A whole row of wigs was seen to nod thoughtfully. Rish’es, the collective word for every kind of anti-Jewishness, is always a convincing argument.

‘My husband’s business friends’, Malka Grünfeld said with the pride of a woman for whom it always comes as a pleasant surprise that her husband even has any business friends, ‘all assure him that they will vote against the plebiscite.’

‘Initiative,’ a voice corrected her. ‘It’s an initiative.’

‘It doesn’t matter what it’s called,’ Malka said loftily. ‘The matter will be rejected in any case.’

‘If people had to state their opinion publicly, perhaps.’ Mina had so far only spoken when she was spoken to, and the surprised reactions clearly showed that in this particular circle they did not like it when unexperienced young things opened their mouths.

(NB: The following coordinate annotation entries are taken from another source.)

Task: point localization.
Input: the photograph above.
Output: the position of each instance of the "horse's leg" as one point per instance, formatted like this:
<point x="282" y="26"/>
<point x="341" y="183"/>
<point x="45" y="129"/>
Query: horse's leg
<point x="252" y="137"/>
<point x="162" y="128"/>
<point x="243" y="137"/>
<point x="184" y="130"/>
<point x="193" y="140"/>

Nonetheless Mina went on, although she avoided looking anyone in the eye. ‘But such a vote is not public. You just have to put a Yes or a No on your piece of paper and no one sees what they throw into the urn.’

‘My husband’s business partners…’ Malka Grünfeld began again.

‘One must take things as they are,’ Mina said, actually interrupting the president of the Hachnasat Kallah Association. ‘There’s no point in pretending.’

‘Quite right!’ said Chanele, so loudly that everyone looked at her. Then she apologised to the ladies because she absolutely couldn’t miss the train to Baden.